Avec les années, plusieurs solutions ont été proposées. Le ministère a notamment suggéré de construire des murs antibruit. Le ministère de la Culture du Québec a toutefois refusé que de tels murs soient érigés devant les 2,5 kilomètres de l'autoroute qui bordent l'arrondissement historique.

De son côté, la mairesse de La Prairie, Lucie Roussel, affirme que la municipalité n'a pas l'argent nécessaire pour payer la moitié des coûts de la construction de murs devant les trois autres secteurs touchés. Ces coûts s'élèveraient environ à 17 millions de dollars.

Le ras-le-bol des citoyens est aujourd'hui à son comble. À l'instar d'un groupe de citoyens de la région de Québec, qui a déposé une requête en recours collectif contre le MTQ qui pourrait atteindre 30 millions de dollars, il y a deux semaines, les habitants de La Prairie pensent maintenant emprunter la voie judiciaire.

«Nous avons utilisé tous les moyens de persuasion douce, précise Michel Gauthier.

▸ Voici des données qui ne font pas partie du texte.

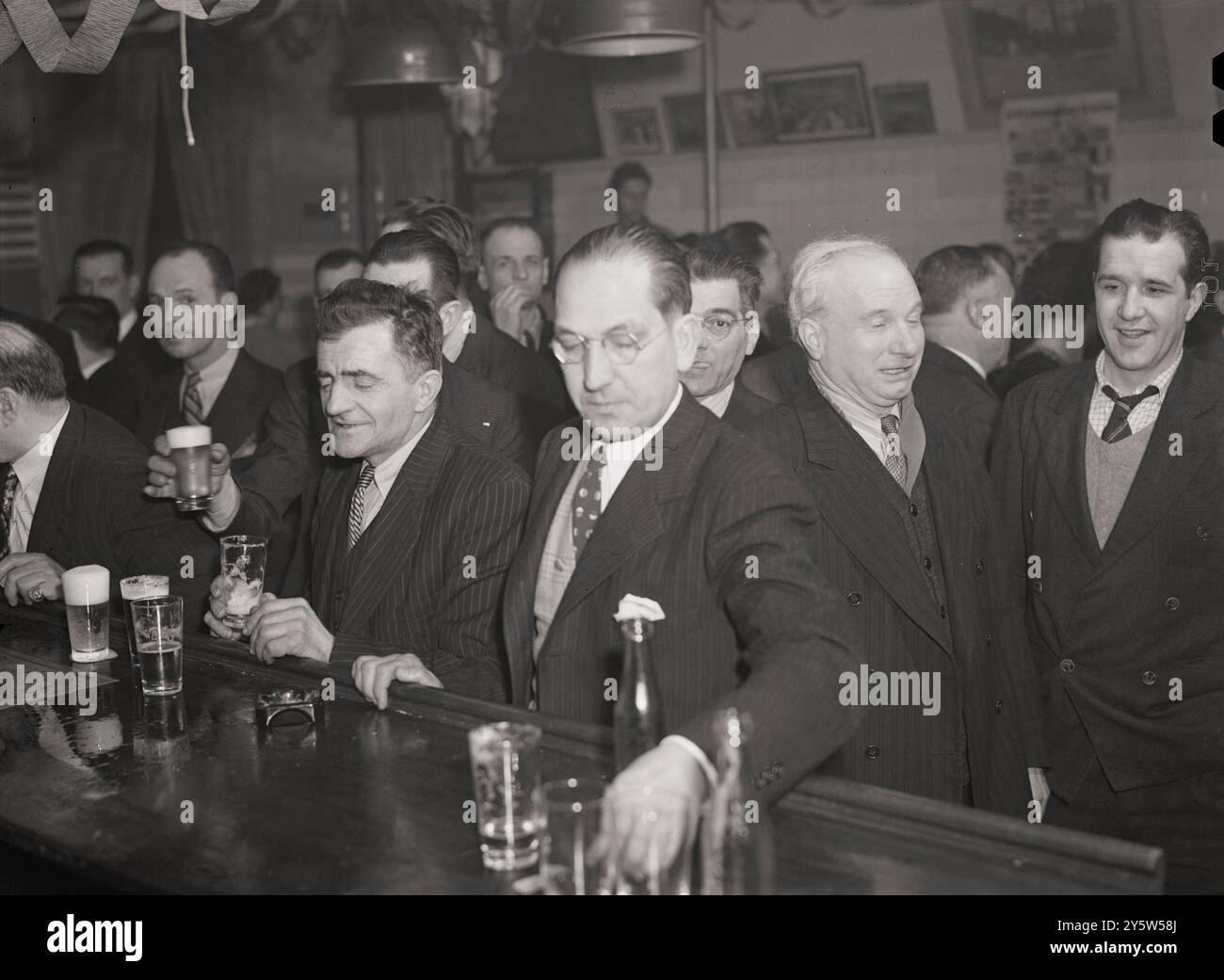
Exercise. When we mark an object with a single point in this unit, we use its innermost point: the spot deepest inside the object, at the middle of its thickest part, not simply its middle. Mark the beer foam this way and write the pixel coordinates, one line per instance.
(86, 585)
(145, 586)
(184, 437)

Nous avons droit à une qualité de vie. On en est rendus là.»

La politique ministérielle sur le bruit indique que les secteurs résidentiels où le bruit ambiant moyen durant 24 heures atteint ou dépasse 65 décibels peuvent bénéficier de mesures atténuantes. Cette politique n'a toutefois pas force de loi. Cette limite est souvent dépassée lors des heures de pointe, soutiennent les sept citoyens rencontrés par La Presse.

Étude à l'appui, Sohel Zarrifa soutient également que le revêtement en béton est entre 6 et 10 décibels plus bruyant que le revêtement bitumineux.

Interrogé à ce sujet, le MTQ a réfuté cette information. «Nos études démontrent que l'asphaltage n'entraîne pas une diminution significative du bruit pour l'ouïe», a expliqué Geneviève Jutra, agente d'information à la direction de la Montérégie Ouest du MTQ. «Le ministère connaît le problème, ajoute-t-elle. Nous sommes en discussion avec la Ville de La Prairie pour trouver la meilleure solution au meilleur coût possible.»

Installer des buttes végétales qui ne cacheraient pas le fleuve, comme le proposent les citoyens, est également écarté, dit-elle, «car on est restreint dans la grandeur des terrains».

L'asphaltage de la 15-132 coûterait environ 3 millions de dollars, disent les citoyens qui gardent espoir que la situation se résorbe.

«Nous voulons un dénouement comme à Sainte-Thérèse, dit Michel Gauthier. Là-bas, ils sont parvenus à convaincre le MTQ de poser de l'asphalte sur le ciment et ont obtenu des murs végétaux comme on le réclame depuis le début.»